In terms of trade and communications, the country is as closed as North Korea and
nearly as isolated as Afghanistan under Taliban rule. The Junta has the worst images in the world
and has very few friends, and even its powerful regional allies of China and India keep a safe
public distance so as not to catch any of the generals' political cooties. The civilized world
doesn’t care; the rhetoric of R2P has become RIP. However, the 7th July spirits will lives on as
generations of brave activists risk their lives every day to move information in and out of the
country, hoping to give global audiences a glimpse of the horrifying truth behind the veil, which
is an indication of asking for help to overthrow the regime.

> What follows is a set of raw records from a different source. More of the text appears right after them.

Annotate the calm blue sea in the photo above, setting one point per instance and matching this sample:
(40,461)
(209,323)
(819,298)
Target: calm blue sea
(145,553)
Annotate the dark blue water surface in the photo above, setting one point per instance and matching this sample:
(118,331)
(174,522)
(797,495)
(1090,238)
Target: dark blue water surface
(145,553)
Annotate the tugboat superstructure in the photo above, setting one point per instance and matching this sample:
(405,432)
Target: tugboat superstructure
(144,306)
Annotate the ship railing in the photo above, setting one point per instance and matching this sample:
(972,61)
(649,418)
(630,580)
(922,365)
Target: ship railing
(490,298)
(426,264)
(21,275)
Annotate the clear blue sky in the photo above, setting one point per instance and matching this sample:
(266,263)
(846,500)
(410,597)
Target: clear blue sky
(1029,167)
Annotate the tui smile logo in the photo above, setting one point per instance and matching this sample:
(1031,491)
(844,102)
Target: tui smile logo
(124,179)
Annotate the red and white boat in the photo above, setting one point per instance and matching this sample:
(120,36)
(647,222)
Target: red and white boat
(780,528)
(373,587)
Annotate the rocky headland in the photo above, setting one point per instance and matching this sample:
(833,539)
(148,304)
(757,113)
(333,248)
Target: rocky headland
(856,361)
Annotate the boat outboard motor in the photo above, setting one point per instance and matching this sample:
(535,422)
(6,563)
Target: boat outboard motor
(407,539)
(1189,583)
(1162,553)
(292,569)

No doubt, the opposition have their own failings, mistakes, short comings, the trial and
error method, in unifying themselves is still quite a distance as even the ethnic communities of
Northern Alliance (different sections of Wa, Kachin) still has to be worked out with the Southern
Alliance (Karen, Mon, Karenni, and Shan) drawing in the Western groups (Arakan and Chin)

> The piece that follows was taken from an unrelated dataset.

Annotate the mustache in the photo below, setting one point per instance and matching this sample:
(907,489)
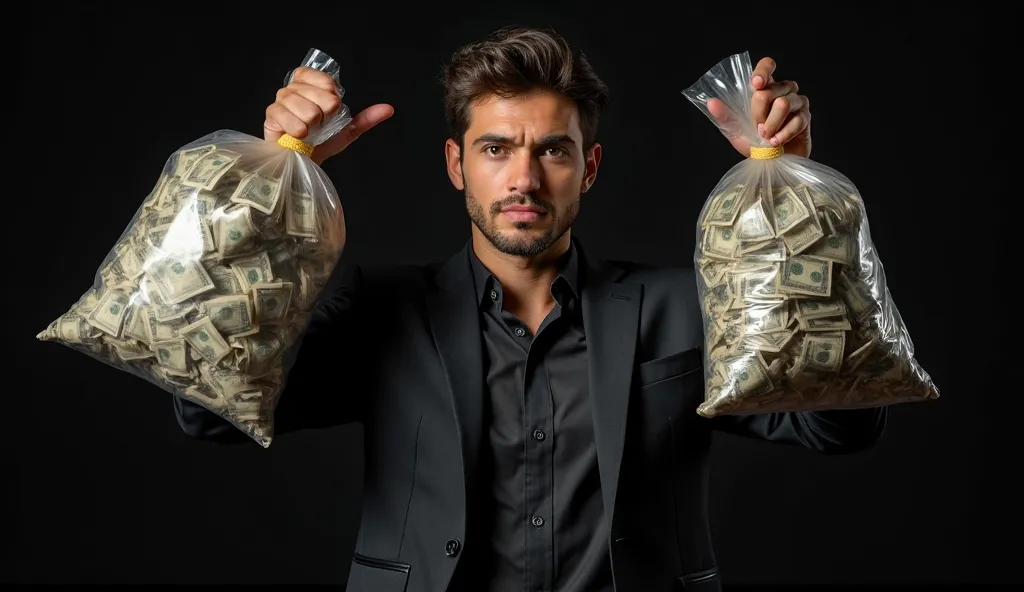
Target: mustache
(520,200)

before they were able to find a common ground with the pro democratic groups of inside the
country and in Diaspora. But the most important aspect is the encouragement from the
international community who will give us marginal material support to overthrow the Junta.
Until and unless we manage to find a nixes of these tripod to work together there is little or no
hope to overthrow the Burmese Junta.
The Burmese military Jean even though out of the bottle is still not as mighty as it looks,
for its nuclear arsenal is still primitive. But the obsession and the intent are clear and there is
every possibility that it can get stronger day by day, if the world cannot nib it in the bud. Will the
international community wake up to this clarion call and supply the much needed resources to
the ethno-democratic forces to fight the Junta and end the scenario?
The people of Burma has realized that cannot look to America or EU, as their rhetoric
and their talk seldom match their walk simply because Burma has no major oil resources.
President Obama’s promise of “Peace and security of the world without nuclear weapons.”
does not seem to apply to Burma as he is bent of engaging the Junta. The people of Burma may
have to look to our ASEAN neighbors who can implement things, if they want to see this part of
Southeast Asia a more peaceful and nuclear free zone and take a turn in dealing with the pro
democratic ethnic movement rather than the Junta. Will their Constructive Engagement Policy
be so pragmatic to switch to Realistic Engagement Policy and create a better world to discover
whether Daw Aung San Suu Kyi and the ethnics will ever let ASEAN down in the international
arena? Will the genuine democratic countries of Philippines and Thailand together with
Indonesia and Singapore of the core ASEAN take the lead? Up to this day they still does not
have not vision that it is far better to deal with the legally and democratically elected government
that will act responsibly rather than deal with the dictators for a short term economic gain and be
more like an EU.
Once this is scientifically and systematically pursued and armed the ethno-democratic
forces we are quite confident that every single people of Burma will be willing to make a
supreme sacrifice for the country and for their younger generations. The emblem of the fighting
peacock still flies high as it cut across the ethnic nationalities, different strata, spheres, ideologies
and classes for the 7th July spirit is that even though our heads are bloody yet we are unbowed.
Dictators may come and dictators may go but the 7th July will go on forever.